In Arias v. Superior Court of San Joaquin (Angelo Dairy), 46 Cal. 4th 969 (2009), the Court held that employees can pursue penalties for wage-and-hour violations under the Private Attorneys General Act, or (“PAGA”), without having to qualify their lawsuit as a class action.

Justice Joyce L. Kennard, writing for the majority, also analyzed the effect of Proposition 64. Plaintiff contended that because Proposition 64’s amendment of the unfair competition law required compliance only with “[s]ection 382 of the Code of Civil Procedure” and because that statute makes no mention of the words “class action,” his representative lawsuit brought under the unfair competition law need not comply with the requirements governing a class action. The Court rejected this assertion, explaining:

In light of this strong evidence of voter intent, we construe the statement in section 17203, as amended by Proposition 64, that a private party may pursue a representative action under the unfair competition law only if the party “complies with Section 382 of the Code of Civil Procedure” to mean that such an action must meet the requirements for a class action. (See Fireside Bank v. Superior Court, supra, 40 Cal.4th at p. 1092, fn. 9.)

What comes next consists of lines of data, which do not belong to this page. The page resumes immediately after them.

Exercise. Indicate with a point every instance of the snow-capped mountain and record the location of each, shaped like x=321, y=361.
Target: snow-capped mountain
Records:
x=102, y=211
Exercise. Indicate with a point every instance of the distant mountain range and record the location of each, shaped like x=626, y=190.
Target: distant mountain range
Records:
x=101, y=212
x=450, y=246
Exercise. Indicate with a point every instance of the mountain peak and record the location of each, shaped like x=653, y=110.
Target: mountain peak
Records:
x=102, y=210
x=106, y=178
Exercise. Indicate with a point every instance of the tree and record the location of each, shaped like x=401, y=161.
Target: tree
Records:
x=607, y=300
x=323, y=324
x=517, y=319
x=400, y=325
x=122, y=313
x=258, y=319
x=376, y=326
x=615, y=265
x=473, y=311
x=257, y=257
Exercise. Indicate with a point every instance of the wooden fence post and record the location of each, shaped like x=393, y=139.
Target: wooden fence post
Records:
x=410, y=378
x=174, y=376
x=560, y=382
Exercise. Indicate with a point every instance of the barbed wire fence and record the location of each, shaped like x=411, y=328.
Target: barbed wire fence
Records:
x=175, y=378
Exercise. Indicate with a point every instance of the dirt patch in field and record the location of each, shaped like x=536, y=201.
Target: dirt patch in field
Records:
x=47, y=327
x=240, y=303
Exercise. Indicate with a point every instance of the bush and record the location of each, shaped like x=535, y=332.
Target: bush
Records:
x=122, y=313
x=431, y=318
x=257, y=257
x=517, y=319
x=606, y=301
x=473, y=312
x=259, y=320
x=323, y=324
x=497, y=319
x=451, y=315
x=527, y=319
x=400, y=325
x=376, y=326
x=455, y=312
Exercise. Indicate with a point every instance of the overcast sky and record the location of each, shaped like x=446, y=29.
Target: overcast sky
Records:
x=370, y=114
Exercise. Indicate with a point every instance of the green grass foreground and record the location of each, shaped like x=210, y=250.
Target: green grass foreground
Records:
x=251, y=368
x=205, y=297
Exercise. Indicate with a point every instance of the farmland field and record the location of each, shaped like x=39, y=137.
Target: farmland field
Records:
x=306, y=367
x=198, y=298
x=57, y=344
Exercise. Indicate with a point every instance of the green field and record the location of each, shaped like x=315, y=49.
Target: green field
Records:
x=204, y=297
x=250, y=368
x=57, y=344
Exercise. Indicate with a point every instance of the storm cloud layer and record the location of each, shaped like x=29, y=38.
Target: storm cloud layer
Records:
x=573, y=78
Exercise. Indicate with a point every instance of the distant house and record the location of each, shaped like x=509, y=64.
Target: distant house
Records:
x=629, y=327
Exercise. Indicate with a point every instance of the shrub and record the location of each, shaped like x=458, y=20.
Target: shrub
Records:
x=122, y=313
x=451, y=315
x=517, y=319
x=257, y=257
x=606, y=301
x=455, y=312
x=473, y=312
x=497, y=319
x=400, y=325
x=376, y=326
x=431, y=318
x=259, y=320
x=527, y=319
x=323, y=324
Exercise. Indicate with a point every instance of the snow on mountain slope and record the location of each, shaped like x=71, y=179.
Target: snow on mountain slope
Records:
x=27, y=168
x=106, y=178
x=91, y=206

In a concurring opinion by Justice Werdegar, she disagreed with the majority’s “nonliteral interpretation of Proposition 64 (Gen. Elec. (Nov. 2, 2004)), which forecloses a variety of representative actions the measure clearly permits. Unlike the majority, I do not believe we would frustrate the voters’ intent by enforcing the measure according to its plain language.”

Similarly, in Amalgamated Transit Union, Local 1756, AFL-CIO v. Superior Court (First Transit, Inc.), 46 Cal. 4th 993 (2009), the Court ruled that the requirement that a plaintiff be one “who has suffered injury in fact,” combined with the PAGA requirement that a labor action be initiated by an “aggrieved employee,” prevents a union from bringing a UCL action based on associational standing.